Cartons full of cookies and cake and care.

Sacks full of salty nuts and sunshine.

Each package is adorned with letters from the children. A friend of mine whose brother serves in Gaza tells me, “The soldiers decorate their tanks with those drawings. It gives them hope.”

I fill one oversized laundry basket with things that are delivered for the soldiers — socks and undergarments, shampoo and soap, honey and dried fruit — anything to sweeten their journey. That basket fills and then another is quickly filled.

The main drop-off point receives a message that the packages will be distributed tomorrow, but then, no more, please! The entire country is running down to the border bringing baskets with fruits and nuts and affection.

And I swell with a pride so fierce I’m afraid I might burst.

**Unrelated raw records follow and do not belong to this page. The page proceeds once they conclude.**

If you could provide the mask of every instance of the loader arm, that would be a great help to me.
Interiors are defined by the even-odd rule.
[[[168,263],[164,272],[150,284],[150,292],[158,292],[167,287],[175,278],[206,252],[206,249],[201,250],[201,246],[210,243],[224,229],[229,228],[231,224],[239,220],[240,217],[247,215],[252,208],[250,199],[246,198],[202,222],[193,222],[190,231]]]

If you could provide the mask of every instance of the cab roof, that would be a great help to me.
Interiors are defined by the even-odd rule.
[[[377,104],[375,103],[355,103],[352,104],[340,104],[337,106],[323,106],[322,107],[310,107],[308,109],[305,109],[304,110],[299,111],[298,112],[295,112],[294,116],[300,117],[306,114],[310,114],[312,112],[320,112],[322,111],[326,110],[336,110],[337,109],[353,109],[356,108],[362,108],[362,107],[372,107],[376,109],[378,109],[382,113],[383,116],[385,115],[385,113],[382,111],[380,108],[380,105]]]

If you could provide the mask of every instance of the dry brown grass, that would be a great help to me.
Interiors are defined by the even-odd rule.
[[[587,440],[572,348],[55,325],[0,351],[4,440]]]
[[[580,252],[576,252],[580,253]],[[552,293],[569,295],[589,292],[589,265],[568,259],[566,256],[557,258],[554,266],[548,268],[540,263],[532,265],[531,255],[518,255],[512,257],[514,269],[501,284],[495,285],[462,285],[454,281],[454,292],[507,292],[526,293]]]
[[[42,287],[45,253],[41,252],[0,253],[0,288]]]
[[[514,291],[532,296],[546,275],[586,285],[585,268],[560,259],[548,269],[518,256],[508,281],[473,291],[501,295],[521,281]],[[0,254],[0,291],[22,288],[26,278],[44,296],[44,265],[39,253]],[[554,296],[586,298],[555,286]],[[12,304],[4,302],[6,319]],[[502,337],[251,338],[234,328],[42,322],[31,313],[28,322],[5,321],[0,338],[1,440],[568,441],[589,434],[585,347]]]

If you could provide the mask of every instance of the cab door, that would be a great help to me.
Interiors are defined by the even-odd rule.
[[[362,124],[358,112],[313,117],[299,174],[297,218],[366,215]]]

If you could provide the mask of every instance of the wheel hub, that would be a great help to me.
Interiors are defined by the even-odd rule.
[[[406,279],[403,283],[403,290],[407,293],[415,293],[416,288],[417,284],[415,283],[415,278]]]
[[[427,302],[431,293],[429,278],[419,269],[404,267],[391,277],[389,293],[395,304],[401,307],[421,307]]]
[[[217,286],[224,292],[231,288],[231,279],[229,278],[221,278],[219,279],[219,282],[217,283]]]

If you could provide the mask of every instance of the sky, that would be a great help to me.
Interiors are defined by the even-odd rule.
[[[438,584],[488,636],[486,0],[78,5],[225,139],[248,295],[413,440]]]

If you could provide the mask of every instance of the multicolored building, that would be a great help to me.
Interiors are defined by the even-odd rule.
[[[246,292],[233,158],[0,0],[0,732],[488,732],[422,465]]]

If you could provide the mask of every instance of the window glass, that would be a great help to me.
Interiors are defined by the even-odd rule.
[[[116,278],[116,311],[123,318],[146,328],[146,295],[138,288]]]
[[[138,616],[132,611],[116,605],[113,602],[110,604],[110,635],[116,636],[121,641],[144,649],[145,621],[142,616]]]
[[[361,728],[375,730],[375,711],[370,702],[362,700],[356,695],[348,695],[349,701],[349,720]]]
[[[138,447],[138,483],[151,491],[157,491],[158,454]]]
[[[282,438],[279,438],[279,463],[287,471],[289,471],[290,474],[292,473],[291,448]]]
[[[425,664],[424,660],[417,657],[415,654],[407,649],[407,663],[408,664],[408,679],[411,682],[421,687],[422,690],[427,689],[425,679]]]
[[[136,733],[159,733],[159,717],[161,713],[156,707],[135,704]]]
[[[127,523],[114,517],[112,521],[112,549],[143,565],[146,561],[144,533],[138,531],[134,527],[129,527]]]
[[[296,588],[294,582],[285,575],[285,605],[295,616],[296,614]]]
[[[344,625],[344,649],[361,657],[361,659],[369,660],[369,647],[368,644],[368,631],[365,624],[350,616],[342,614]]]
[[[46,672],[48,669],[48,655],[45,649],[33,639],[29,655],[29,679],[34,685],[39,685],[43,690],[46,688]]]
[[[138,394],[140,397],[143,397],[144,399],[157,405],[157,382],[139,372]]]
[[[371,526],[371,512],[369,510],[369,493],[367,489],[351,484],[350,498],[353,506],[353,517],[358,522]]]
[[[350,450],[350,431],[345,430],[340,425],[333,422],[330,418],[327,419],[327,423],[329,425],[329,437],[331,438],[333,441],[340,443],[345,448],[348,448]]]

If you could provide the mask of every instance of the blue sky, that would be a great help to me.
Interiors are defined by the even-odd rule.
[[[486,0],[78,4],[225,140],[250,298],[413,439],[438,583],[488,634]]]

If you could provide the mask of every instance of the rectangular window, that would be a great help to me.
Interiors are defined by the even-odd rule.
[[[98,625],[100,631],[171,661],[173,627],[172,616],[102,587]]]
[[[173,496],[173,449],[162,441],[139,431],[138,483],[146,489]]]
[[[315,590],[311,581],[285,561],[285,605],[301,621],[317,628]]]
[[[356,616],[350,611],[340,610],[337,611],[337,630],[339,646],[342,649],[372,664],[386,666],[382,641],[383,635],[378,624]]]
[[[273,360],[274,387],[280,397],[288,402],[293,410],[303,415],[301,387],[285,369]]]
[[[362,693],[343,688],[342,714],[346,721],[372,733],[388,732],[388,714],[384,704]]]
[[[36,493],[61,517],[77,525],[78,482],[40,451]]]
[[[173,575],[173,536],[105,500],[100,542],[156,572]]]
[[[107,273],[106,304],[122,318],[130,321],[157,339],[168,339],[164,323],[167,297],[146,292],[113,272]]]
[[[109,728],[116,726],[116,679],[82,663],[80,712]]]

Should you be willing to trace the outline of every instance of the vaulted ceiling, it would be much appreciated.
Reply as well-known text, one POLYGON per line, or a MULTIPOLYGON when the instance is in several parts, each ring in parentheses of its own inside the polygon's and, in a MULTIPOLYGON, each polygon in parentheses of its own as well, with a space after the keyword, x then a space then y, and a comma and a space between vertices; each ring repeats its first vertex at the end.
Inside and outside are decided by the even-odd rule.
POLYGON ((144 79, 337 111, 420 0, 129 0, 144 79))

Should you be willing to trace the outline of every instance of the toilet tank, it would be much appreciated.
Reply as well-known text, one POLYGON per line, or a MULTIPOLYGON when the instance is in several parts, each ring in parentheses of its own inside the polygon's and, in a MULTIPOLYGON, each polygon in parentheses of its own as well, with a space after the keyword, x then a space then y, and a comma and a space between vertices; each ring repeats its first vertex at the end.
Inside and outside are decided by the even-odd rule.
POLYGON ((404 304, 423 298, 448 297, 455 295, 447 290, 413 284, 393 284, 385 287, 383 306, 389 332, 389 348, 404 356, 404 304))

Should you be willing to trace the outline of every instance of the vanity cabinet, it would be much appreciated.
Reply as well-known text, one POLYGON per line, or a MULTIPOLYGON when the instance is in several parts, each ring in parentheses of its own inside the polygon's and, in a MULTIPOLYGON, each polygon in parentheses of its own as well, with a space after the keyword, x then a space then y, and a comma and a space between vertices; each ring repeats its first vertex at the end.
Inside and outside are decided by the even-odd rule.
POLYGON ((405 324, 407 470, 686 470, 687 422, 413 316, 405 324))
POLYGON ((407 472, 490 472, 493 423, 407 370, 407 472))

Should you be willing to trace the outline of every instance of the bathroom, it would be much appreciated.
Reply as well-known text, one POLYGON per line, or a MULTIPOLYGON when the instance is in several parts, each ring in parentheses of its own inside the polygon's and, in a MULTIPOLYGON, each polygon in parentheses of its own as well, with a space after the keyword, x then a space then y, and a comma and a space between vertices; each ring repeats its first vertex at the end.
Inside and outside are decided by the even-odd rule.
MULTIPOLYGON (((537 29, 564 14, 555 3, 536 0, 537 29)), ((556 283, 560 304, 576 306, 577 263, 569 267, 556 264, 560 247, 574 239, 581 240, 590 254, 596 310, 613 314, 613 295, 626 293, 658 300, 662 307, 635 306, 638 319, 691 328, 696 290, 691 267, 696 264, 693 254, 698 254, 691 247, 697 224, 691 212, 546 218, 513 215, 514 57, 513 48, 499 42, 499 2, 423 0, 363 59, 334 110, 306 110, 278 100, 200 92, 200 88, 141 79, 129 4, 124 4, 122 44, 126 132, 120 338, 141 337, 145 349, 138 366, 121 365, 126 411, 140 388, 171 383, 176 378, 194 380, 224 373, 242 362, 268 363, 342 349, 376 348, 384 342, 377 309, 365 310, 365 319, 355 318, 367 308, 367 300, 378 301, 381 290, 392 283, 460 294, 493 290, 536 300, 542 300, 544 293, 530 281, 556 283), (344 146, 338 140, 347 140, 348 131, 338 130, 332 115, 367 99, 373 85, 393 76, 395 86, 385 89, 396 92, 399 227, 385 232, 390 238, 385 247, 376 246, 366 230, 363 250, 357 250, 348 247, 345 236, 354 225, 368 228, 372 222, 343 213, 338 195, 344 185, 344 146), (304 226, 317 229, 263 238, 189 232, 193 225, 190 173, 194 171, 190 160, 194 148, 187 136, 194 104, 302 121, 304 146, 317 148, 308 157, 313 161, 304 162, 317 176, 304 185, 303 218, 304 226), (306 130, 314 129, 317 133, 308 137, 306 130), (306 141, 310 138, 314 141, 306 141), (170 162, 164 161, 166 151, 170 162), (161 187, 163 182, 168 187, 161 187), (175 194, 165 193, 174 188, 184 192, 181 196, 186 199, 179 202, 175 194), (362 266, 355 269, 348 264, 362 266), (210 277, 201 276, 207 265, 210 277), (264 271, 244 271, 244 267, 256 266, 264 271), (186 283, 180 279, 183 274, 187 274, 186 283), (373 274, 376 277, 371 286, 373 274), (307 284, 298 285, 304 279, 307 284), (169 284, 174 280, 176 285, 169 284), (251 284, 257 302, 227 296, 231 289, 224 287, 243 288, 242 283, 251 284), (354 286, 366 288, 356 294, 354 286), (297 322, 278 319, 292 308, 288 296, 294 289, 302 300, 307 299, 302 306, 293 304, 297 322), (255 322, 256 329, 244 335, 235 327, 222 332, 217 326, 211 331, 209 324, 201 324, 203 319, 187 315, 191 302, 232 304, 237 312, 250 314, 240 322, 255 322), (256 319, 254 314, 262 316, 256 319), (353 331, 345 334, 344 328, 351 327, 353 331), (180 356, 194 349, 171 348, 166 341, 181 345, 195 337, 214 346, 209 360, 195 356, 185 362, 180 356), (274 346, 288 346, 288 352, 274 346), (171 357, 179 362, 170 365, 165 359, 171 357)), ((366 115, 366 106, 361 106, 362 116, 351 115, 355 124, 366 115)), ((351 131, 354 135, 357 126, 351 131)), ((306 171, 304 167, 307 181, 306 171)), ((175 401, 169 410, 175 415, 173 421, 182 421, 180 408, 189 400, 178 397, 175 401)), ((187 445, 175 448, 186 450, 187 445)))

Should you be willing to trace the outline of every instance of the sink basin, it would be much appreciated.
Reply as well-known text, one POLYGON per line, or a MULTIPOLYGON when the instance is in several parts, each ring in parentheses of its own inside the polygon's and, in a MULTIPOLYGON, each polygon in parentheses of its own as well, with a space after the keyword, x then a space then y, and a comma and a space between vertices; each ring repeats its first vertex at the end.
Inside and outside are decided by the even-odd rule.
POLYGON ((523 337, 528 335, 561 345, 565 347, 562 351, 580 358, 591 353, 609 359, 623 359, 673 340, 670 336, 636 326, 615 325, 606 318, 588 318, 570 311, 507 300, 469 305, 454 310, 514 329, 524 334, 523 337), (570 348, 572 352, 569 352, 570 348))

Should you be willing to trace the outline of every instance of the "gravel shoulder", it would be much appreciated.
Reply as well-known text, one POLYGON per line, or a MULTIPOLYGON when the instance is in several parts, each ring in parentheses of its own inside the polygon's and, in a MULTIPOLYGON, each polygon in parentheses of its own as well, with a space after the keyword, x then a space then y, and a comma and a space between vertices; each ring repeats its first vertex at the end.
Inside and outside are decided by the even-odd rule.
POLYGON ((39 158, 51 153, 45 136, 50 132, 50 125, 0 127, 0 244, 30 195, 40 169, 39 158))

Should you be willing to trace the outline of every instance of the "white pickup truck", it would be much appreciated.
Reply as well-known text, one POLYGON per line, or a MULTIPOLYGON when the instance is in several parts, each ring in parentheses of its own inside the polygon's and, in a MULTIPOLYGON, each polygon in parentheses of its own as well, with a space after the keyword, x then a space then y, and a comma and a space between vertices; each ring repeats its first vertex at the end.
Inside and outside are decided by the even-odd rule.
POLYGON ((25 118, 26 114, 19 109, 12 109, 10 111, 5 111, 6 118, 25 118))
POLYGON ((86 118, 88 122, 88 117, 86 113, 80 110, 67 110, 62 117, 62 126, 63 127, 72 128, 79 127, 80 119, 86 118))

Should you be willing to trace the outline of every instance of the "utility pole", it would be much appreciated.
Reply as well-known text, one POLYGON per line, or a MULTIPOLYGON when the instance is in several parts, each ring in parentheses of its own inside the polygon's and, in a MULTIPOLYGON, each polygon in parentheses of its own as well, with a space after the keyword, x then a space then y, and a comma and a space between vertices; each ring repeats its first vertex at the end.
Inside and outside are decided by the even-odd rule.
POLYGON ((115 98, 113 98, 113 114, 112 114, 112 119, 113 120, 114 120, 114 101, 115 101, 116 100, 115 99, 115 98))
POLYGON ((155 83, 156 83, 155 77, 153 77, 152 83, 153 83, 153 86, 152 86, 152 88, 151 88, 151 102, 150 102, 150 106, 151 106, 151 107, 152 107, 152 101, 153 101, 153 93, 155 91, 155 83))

Missiles are raining down on our country but the entire country has taken to the streets to feed and clothe our soldiers!

Who is like our nation, O Israel?

Who?

***

The rumors travel in whispers.

Rav __ said Moshiach is on his way.

Did you hear?

There will be no Tisha B’Av this year!

My husband tells me and the children to stop thinking this way. Too many times there was too much hope. Too much hope leads to too much disappointment. It isn’t our way.

But I hang on to one tendril of hope anyway.

The air is crackling, ripe with passion and love and torment all at the same time. Our nation is united, undivided, brothers arm in arm. Maybe.

It is that longing that we take with us from this war — more than anything else.